Below is a list of Desmoid Tumors clinical trials from the clinical trials database at Mayo Clinic.
This list includes only trials about which Mayo researchers choose to publish information. Mayo Clinic may be conducting other trials which are not in this database. Mayo's clinical trials include experimental treatments, often unavailable elsewhere, which frequently lead to improved patient care for people worldwide.
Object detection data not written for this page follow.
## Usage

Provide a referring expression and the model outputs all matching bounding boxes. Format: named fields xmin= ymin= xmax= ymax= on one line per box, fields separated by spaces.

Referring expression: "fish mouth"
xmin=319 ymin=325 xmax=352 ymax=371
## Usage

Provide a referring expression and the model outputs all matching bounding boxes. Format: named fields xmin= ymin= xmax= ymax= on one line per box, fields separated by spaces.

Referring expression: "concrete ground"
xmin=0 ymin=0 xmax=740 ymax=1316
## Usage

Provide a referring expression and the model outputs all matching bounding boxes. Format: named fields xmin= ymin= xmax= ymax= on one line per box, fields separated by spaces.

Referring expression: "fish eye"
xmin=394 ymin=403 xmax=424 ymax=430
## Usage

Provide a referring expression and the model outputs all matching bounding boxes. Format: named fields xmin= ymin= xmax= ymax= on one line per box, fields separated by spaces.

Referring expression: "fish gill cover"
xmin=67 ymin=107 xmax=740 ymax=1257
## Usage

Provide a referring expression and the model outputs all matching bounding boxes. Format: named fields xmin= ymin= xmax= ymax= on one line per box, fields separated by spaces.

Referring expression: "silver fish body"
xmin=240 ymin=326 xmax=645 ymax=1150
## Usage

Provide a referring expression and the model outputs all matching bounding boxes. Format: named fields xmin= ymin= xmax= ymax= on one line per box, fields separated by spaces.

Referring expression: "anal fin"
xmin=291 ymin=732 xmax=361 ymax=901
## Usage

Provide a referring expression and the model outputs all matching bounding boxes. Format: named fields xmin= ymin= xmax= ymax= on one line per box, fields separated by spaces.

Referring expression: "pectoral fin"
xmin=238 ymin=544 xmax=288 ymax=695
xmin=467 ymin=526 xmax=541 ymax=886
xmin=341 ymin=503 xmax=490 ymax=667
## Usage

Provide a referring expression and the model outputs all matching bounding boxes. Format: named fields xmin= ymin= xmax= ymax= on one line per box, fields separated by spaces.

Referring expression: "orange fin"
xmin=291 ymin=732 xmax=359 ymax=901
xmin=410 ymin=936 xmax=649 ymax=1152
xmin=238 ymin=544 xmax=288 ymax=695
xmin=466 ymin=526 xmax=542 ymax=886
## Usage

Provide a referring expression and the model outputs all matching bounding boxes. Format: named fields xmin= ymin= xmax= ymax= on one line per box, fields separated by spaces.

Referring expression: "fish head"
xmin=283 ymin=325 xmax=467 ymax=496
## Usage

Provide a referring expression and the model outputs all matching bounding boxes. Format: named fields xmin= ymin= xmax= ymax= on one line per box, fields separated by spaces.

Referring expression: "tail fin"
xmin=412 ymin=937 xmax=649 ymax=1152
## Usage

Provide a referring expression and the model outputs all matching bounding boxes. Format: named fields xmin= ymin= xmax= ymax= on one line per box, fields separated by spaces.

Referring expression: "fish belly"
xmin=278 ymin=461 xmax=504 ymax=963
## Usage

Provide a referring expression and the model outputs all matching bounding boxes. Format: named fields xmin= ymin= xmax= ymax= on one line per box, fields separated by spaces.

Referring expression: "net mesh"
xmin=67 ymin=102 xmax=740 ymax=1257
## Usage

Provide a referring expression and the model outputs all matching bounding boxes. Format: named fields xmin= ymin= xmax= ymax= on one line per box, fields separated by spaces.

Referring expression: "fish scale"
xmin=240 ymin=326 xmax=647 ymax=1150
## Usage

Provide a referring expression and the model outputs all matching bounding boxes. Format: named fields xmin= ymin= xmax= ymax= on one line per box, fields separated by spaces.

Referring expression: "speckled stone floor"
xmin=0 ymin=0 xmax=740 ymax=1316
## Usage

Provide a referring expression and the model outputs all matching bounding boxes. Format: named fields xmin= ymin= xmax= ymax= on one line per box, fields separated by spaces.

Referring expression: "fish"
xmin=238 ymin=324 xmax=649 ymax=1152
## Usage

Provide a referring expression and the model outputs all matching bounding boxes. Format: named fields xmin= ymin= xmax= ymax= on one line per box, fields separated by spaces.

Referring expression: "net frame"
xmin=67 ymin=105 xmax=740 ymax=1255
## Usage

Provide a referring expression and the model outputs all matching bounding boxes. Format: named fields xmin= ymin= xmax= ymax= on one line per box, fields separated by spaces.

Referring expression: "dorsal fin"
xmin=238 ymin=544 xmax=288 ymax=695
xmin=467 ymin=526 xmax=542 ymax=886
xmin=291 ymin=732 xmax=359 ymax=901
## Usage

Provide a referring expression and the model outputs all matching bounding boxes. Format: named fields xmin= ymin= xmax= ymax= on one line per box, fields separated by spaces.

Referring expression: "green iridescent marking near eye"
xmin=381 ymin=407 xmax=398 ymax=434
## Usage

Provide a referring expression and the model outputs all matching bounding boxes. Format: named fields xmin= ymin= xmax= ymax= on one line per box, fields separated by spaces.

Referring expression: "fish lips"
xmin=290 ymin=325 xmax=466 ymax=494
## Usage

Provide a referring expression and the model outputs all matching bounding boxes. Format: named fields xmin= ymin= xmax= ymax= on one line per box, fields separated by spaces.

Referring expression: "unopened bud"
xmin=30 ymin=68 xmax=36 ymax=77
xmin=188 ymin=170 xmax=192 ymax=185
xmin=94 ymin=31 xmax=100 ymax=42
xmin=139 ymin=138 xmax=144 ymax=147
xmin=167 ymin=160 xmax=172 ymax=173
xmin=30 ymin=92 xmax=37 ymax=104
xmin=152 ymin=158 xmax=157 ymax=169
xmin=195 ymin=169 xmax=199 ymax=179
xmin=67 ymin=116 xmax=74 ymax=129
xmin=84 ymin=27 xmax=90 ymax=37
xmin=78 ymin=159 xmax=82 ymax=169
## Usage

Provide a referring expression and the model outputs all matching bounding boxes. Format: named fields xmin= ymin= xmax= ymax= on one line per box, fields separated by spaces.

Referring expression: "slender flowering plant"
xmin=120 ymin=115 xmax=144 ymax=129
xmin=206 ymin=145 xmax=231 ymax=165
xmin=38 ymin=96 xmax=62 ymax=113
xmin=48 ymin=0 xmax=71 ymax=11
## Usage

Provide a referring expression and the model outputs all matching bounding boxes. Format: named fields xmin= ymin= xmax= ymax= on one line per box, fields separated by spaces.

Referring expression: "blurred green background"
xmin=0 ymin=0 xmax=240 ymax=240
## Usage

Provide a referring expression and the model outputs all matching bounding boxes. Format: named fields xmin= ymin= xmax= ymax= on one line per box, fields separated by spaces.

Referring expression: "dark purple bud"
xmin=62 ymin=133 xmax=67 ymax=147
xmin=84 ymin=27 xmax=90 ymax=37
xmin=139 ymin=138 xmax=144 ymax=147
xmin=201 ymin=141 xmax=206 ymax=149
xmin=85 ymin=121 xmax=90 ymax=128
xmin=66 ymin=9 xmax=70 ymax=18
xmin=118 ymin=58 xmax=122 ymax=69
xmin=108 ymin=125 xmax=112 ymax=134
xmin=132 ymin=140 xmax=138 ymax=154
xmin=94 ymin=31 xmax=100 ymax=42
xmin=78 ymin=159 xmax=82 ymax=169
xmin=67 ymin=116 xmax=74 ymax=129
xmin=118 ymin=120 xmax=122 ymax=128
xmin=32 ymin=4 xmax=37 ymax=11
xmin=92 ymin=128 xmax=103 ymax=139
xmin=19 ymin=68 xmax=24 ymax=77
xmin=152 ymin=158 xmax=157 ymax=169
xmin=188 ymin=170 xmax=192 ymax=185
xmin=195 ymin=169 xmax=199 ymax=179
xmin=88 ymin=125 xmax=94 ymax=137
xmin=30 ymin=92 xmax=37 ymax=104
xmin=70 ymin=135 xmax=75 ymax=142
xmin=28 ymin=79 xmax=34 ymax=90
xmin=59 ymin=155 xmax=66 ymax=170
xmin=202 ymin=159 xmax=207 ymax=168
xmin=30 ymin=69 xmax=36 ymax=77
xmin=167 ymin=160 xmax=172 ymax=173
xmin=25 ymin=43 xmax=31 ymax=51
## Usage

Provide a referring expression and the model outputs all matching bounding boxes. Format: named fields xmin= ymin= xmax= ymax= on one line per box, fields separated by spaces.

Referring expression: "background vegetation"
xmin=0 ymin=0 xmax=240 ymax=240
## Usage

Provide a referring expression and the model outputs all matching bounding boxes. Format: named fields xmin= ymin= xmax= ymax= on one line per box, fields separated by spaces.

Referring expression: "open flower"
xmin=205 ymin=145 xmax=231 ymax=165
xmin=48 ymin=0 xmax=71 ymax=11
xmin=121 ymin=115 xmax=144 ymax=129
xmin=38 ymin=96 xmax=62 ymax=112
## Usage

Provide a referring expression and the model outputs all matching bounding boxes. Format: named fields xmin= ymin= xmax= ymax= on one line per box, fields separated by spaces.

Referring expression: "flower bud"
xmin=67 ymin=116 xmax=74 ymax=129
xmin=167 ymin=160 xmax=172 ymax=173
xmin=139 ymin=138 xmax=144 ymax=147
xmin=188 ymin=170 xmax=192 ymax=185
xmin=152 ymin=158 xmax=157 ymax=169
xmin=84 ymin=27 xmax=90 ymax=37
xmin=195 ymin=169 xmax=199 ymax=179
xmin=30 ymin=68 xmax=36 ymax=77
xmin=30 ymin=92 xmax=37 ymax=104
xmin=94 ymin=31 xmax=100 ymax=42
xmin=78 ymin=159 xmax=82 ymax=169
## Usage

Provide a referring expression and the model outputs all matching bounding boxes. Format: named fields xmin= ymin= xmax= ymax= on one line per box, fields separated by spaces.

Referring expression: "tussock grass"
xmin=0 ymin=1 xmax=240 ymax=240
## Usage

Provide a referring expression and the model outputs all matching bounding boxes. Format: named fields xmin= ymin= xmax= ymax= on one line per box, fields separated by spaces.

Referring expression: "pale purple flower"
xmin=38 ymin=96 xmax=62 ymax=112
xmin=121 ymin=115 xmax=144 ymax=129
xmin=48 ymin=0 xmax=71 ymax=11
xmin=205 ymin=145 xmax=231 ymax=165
Patients should ask their doctor at Mayo about clinical trials appropriate for their situation.
A Phase 2 Study of Sulindac (Clinoril) and Tamoxifen in Patients with Desmoid Tumors that are Recurrent or Not Amenable (Not Responding) to Standard Therapy
This study is being done to:
- Find the effects (good and bad) when combining sulindac and tamoxifen
- Find out if sulindac and tamoxifen are helpful in treating desmoid tumors
- Study tumor samples in a laboratory and find out if there is a way to tell if tumor cells will respond to treatment with sulindac and tamoxifen
Patients are being asked to take part in this study because they have a rare soft tissue tumor called a desmoid tumor (desmoid tumors are also called fibromatosis or aggressive fibromatosis). Surgery and/or radiation therapy are the standard treatment for these tumors, but sometimes, because of the location or size of the tumor, it is not possible to do surgery and/or radiation therapy. In other cases, these treatments are done and the tumor comes back (this is called recurrent tumor). Patients are being asked to take part in this study because their tumor cannot be treated with surgery and/or radiation, or because the tumor has come back.
Sulindac is a drug approved to treat inflammation in patients with arthritis. Several published reports suggest that sulindac may have anti-tumor activity in adults with desmoid tumor. Tamoxifen is an estrogen-blocking drug approved for the treatment of breast cancer. Researchers have reported that tamoxifen may have anti-tumor activity against desmoid tumors. Sulindac and tamoxifen have been investigated, separately and together, in recent clinical studies of adults and children with different types of tumor, including desmoid tumor. Pediatric researchers would like to find out if this combination of sulindac and tamoxifen, taken by mouth, can be taken by children and if this combination has anti-tumor activity against desmoid tumor in children whose tumor cannot be treated with surgery or radiation therapy or whose desmoid tumor has come back.